I initially thought you could batch the inserts in the approach I
suggested, but of course addBatch and executeBatch live on a particular
PreparedStatement so you can't do that.
Ok, how about something like this instead:
CREATE SEQUENCE id INCREMENT BY 100;
Then limit batch size to 100, and for each batch do:
SELECT nextval('id')
-- let's assume this returns 1000
Next do the actual batch inserts, grouped by statement and computing ID
values yourself based on the returned nextval + offset:
INSERT INTO logging_event VALUES (1000, ...)
INSERT INTO logging_event VALUES (1001, ...)
INSERT INTO logging_event VALUES (1002, ...)
-- ...
INSERT INTO logging_event VALUES (1099, ...)
INSERT INTO logging_event_property VALUES (1000, 'foo', ...)
INSERT INTO logging_event_property VALUES (1000, 'bar', ...)
INSERT INTO logging_event_property VALUES (1001, 'foo', ...)
INSERT INTO logging_event_property VALUES (1001, 'bar', ...)
-- etc
INSERT INTO logging_event_exception VALUES (1000, 'line 1', ...)
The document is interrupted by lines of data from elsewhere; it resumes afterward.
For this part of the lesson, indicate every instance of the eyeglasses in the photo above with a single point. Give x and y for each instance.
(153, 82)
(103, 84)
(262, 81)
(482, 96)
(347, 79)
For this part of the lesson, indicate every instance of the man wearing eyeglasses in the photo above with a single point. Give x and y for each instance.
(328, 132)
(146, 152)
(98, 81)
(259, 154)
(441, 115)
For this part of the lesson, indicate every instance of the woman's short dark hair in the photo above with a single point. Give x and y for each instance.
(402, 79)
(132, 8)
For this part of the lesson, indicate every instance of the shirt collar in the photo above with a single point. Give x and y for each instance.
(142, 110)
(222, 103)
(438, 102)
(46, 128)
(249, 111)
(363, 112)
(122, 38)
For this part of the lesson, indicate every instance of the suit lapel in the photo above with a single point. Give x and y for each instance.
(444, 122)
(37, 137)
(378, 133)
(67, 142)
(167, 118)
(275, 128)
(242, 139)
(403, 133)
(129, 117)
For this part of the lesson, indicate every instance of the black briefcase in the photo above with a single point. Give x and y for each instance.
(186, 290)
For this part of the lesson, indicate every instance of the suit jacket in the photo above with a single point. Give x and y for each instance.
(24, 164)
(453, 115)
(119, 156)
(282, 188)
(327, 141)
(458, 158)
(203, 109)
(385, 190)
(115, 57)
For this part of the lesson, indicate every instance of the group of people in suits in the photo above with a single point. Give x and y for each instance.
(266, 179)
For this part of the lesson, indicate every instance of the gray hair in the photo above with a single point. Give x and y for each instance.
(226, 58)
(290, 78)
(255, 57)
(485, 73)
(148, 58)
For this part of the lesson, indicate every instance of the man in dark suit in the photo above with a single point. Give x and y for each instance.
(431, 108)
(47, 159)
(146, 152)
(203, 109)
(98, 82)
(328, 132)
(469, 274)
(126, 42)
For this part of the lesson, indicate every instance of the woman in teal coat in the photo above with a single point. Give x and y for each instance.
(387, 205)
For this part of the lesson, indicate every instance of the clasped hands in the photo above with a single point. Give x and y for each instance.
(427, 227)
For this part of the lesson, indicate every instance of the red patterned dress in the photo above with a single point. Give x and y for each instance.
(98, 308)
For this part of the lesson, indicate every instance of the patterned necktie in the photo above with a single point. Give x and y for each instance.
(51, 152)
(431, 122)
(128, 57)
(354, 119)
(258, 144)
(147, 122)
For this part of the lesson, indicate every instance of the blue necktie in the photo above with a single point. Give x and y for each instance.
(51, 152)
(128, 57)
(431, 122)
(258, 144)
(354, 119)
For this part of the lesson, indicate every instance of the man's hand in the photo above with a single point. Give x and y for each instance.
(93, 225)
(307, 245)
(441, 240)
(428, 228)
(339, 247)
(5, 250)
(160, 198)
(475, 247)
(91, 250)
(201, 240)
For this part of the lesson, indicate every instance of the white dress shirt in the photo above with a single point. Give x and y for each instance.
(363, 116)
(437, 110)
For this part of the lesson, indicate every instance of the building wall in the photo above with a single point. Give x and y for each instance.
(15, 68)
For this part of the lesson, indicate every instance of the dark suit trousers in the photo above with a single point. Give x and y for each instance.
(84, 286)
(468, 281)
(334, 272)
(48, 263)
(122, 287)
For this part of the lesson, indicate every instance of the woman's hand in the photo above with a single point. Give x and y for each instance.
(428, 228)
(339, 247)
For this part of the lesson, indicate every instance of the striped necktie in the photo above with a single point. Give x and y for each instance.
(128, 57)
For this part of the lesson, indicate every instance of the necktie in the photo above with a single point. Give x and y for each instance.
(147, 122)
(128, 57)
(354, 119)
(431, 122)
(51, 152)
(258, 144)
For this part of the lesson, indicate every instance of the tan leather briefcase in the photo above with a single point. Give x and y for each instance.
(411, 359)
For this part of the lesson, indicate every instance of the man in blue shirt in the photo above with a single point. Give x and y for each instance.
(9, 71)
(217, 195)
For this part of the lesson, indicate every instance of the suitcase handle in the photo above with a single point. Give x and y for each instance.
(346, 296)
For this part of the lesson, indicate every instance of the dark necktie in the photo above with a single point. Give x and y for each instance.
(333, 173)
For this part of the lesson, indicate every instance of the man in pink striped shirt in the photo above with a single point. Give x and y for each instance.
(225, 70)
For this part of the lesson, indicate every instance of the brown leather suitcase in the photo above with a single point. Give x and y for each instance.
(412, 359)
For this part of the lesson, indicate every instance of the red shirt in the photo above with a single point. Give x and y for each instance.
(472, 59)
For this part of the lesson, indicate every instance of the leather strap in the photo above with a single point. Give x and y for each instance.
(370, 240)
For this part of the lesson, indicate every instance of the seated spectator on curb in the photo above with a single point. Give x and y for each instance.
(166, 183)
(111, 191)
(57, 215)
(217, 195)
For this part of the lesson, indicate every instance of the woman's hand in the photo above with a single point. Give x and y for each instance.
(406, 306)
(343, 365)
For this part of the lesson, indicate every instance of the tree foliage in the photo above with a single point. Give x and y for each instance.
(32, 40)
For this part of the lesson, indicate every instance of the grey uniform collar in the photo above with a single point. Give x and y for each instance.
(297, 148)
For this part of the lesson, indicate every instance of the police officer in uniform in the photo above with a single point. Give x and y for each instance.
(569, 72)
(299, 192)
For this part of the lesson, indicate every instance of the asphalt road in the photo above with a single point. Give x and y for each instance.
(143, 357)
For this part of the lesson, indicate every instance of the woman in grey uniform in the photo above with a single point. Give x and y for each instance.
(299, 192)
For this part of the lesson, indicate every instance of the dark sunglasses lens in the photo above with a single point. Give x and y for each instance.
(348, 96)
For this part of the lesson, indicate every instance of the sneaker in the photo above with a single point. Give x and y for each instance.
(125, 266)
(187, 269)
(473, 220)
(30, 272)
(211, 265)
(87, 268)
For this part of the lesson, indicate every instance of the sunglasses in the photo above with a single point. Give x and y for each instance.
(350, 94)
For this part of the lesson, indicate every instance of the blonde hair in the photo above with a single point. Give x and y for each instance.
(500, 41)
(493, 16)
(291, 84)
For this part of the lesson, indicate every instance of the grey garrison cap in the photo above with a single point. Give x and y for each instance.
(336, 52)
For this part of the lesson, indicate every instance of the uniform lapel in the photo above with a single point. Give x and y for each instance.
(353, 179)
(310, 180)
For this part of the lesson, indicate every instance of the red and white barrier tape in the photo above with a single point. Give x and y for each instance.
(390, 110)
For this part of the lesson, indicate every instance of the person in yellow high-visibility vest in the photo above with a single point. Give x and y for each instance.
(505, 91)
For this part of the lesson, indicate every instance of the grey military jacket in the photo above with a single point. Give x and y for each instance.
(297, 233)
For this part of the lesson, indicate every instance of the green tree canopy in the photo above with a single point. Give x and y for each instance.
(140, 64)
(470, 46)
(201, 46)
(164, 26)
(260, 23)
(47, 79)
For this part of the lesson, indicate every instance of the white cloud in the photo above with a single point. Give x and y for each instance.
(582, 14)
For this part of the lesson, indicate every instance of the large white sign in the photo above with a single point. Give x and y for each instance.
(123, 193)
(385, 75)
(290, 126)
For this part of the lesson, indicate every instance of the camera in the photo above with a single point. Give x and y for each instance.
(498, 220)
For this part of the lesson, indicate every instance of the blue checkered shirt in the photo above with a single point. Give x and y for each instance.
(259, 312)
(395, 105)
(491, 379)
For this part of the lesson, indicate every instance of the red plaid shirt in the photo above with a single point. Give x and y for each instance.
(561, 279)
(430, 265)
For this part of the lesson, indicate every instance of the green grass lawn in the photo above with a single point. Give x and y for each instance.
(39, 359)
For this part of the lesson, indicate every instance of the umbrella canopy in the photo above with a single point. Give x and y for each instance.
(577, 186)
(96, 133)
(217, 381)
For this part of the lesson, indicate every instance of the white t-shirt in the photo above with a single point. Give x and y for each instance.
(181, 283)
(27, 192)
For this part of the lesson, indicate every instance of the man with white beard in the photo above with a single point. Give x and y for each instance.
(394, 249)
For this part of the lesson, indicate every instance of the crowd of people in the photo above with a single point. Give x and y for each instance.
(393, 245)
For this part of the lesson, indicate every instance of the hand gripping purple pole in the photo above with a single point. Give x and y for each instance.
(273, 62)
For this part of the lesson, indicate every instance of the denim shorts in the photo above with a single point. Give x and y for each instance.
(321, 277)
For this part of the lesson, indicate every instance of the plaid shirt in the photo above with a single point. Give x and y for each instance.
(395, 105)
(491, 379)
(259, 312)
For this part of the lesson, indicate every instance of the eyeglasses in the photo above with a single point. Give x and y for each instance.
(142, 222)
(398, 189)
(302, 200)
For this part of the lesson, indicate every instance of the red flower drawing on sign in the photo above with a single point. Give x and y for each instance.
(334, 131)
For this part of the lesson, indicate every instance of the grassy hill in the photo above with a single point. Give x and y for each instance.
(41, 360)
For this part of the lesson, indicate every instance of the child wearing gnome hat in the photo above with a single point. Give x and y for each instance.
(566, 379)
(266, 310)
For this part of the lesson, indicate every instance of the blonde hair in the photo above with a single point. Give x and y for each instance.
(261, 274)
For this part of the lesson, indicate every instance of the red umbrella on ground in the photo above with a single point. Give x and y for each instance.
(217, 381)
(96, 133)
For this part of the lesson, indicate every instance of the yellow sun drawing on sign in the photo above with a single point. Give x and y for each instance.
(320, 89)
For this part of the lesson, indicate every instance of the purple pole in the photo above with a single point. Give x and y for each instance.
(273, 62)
INSERT INTO logging_event_exception VALUES (1000, 'line 2', ...)
INSERT INTO logging_event_exception VALUES (1001, 'line 1', ...)
INSERT INTO logging_event_exception VALUES (1001, 'line 2', ...)
-- etc
Because of the INCREMENT BY clause, the generated IDs won't collide with
another concurrent inserter. This should let you use both
PreparedStatement and batch execution I think.
There is a tradeoff between rate of ID consumption and maximum batch
size to be made, but if you're using int8 for IDs then ID consumption is
unlikely to be an issue..
-O